How to plan for a comfortable retirement
South Africans have three options available when it comes to saving for retirement. These are occupational retirement plans, private investments to supplement occupational plans, as well as the state social assistance grant programme.
The unfortunate reality is that far too many South Africans find themselves wanting when it comes to retirement funding. Two main reasons for this are:
- Poor preservation When changing jobs, far too many people succumb to the temptation to consume their savings rather than preserve them.
- Delayed savings South Africans often defer saving for retirement in order to meet their short-term spending needs.
Where possible, individuals need to take accountability for their own retirement and understand what behaviours will lead them to a positive result. Knowledge is power, as the old adage goes, and understanding some of the basic principles of retirement savings will help you make choices now that you’ll be thankful for later.
Know your replacement ratio
Your replacement ratio compares your income immediately prior to retirement against your income after retirement.

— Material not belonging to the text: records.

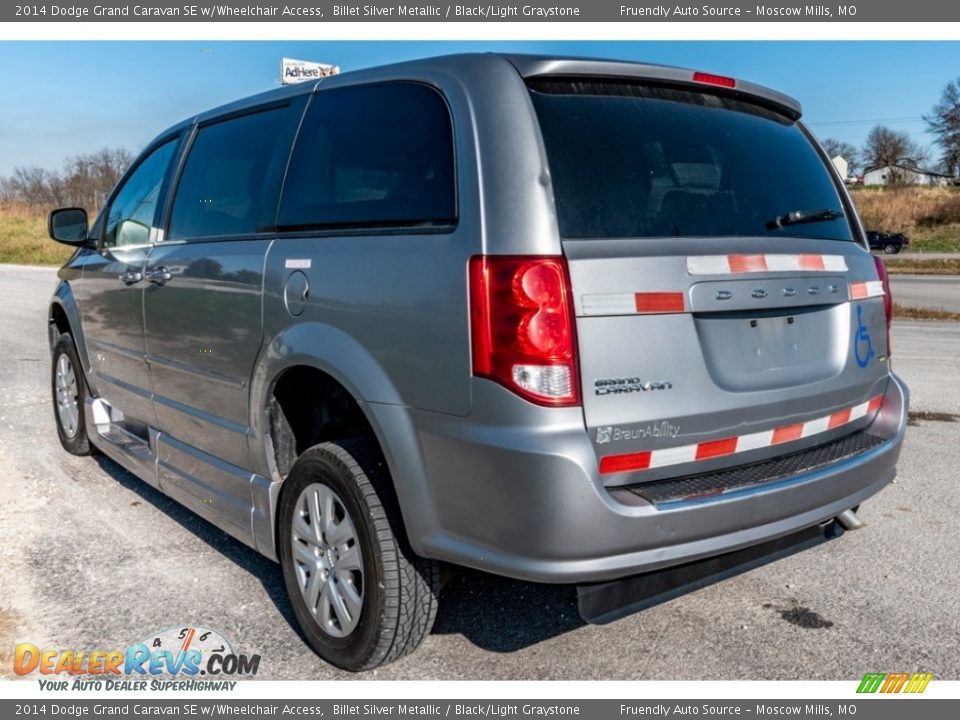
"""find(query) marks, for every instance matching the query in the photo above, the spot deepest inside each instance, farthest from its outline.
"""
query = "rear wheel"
(69, 397)
(361, 596)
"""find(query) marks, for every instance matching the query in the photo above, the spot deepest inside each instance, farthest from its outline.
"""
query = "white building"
(842, 166)
(904, 174)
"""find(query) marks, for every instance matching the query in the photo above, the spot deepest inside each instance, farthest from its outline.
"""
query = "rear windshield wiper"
(796, 217)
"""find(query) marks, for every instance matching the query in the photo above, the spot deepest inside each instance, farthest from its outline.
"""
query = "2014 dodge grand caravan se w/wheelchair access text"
(564, 320)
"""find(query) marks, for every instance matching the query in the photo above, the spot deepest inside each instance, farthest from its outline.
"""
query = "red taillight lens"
(710, 79)
(887, 297)
(522, 327)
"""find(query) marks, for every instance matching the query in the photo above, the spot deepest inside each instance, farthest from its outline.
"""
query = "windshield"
(640, 161)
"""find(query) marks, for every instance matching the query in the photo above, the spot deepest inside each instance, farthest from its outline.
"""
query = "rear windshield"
(641, 161)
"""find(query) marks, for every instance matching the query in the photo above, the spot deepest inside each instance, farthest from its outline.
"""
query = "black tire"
(399, 588)
(73, 437)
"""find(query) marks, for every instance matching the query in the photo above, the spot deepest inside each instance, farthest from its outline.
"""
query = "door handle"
(130, 276)
(159, 276)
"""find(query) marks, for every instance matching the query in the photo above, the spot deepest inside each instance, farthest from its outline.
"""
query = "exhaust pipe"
(849, 521)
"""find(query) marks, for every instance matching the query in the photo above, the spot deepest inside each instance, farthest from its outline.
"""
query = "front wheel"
(69, 397)
(361, 596)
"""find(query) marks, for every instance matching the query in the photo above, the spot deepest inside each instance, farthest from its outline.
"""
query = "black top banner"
(563, 11)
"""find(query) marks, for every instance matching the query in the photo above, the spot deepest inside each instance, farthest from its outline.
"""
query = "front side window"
(133, 210)
(372, 156)
(644, 161)
(231, 180)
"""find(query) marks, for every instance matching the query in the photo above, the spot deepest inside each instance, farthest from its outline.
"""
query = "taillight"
(711, 79)
(887, 297)
(522, 327)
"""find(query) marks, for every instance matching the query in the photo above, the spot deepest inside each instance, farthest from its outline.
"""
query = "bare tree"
(85, 181)
(894, 148)
(844, 149)
(944, 122)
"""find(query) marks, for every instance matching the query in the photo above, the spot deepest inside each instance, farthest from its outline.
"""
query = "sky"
(61, 98)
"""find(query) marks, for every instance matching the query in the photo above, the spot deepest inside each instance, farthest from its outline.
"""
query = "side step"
(602, 603)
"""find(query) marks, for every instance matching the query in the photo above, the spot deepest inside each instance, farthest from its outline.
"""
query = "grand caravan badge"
(621, 386)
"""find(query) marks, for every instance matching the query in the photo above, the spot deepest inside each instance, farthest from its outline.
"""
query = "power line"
(866, 120)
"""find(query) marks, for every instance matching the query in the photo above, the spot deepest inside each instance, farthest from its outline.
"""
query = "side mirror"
(68, 225)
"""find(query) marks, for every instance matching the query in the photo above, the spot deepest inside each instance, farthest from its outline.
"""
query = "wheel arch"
(63, 316)
(315, 363)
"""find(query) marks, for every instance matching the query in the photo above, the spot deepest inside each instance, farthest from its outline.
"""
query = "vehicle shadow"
(503, 615)
(493, 613)
(265, 570)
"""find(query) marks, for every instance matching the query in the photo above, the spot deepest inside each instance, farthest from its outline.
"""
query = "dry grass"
(906, 265)
(24, 239)
(929, 216)
(902, 312)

Most investment advisors suggest a replacement ratio of between 60% and 75%. However, individual circumstances play a significant role; what is a comfortable ratio for one may not be very comfortable at all for another.
Seven factors that affect your replacement ratio
Period of savings
Starting saving early can have a significant impact on your eventual retirement savings outcomes, thanks to the power of compounding. See our infographic for more information on how compounding works, and why it has such a big impact over the long term.
Contributions to savings
An entirely obvious point, but it bears repeating: The more you put aside for your retirement every month, the higher your replacement ratio will be when you retire. Be sure to consistently save an appropriate monthly amount, given your current income and retirement objectives.
Investment returns are not entirely within your control, since it is impossible to accurately predict what the market will do over time. However, developing an investment strategy that is appropriate for your individual circumstances can have a big impact on your returns, and this aspect is within your control. A financial advisor can help you devise an investment strategy that is tailored for your specific circumstances.
The costs associated with your retirement savings will reduce your replacement ratio. Tax is included in this category, as are investment management costs and financial advisor fees. Considering the impact of costs is crucial when it comes to retirement planning, so be sure you know exactly what you are paying with any new (or existing) investment.
Occupational plans are generally a tax-efficient way to save and these plans usually have access to institutional pricing, which is more cost effective than retail. There are also a number of tax-efficient investment products you can use to supplement your savings, such as Retirement Annuities.
People today change jobs more frequently than they did 30 years ago, and when changing jobs they are often tempted to cash out their retirement savings. This “non-preservation” of retirement savings can have a devastating impact on your replacement ratio as it means you are effectively resetting your contribution period to zero. There are also significant tax implications to consider. For more on this, see the article How do withdrawals affect your retirement benefits .
The price of the annuity that you are able to purchase at retirement has a big impact on your replacement ratio. As you head towards retirement, changes outside of your control (such as how long people live, what the interest rate is, etc) will affect the pricing of annuities. It is important to keep abreast of such changes as early interventions can have a marked impact later.
Your salary forms part of the equation that determines your replacement ratio. The higher your salary, the more you will need to save to replace it at retirement. Aim to keep your monthly savings contribution amount as a set percentage of your salary to ensure your savings keep up with any earnings increases.